The modest deteriorations in cardiac function, despite mitochondrial dysfunction, indicate that mitochondrial dysfunction might appear prior to cardiac dysfunction in db/db mice. We have previously observed more serious deteriorations in cardiac function at older ages in the db/db model [34]. Still, others have found cardiac dysfunction assessed by echocardiography in this animal model before 16 weeks of age [35, 36]. Additionally, the observation that reduced cardiac output in db/db only reached significance after dobutamine injection could be connected to the diminished mitochondrial Ca2+ response. The db/db mice may have an impaired cardiac response to dobutamine because of the lower MCU content [11, 12]. The higher EF in the sedentary than exercise trained db/db at 8 weeks are likely due to chance since the intervention had not yet begun and the heart rates were similar. All EF values were within normal range and the exact meaning of higher EF in sedentary db/db is hard to interpret. One explanation could be that the higher EF could be a sign of compensation due to cardiac remodeling. However, at 16 weeks the difference is smaller and not statistically significant. The EF did not change between the age of 8–16 weeks suggesting that EF is not a sensitive measurement in the window of the intervention.

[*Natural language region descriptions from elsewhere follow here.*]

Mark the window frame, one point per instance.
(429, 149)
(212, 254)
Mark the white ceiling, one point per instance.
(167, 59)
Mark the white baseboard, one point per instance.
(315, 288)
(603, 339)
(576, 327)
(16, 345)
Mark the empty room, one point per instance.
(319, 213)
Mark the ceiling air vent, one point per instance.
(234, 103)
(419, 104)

The upregulation of genes for the Krebs cycle enzymes seems counterintuitive with the reduced mitochondrial function seen in db/db mice. In particular for SDH, since CII (SDH) respiration is reduced in db/db hearts. This could indicate that the upregulated gene expression is a compensatory mechanism for reduced mitochondrial function. Also, upregulated expression is not always translated to more protein, and posttranslational modifications could also contribute to decreased function despite increased gene expression.

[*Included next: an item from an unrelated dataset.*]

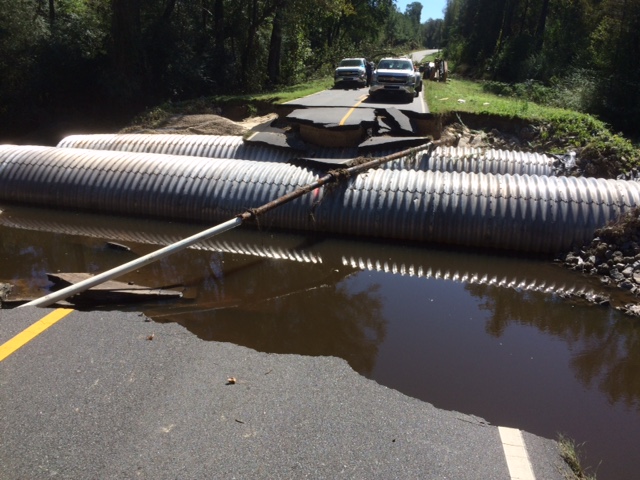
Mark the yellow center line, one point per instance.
(33, 331)
(344, 119)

Reduced cardiac mitochondrial OXPHOS [8, 37] and reduced in vivo cardiac function [22, 38] has been found in humans as well as in db/db mice, indicating that the model is relevant to the heart of humans with T2DM.

Conclusion

In a mouse model of T2DM, exercise training ameliorates the dysfunction in mitochondrial OXPHOS capacity of complex II and IV in the heart. Furthermore, the disturbed mitochondrial morphology seen in the db/db heart seems to be partially restored with exercise training. The ability of the mitochondria to increase respiration in response to an increased Ca2+ load is impaired in db/db, but not rescued by exercise training.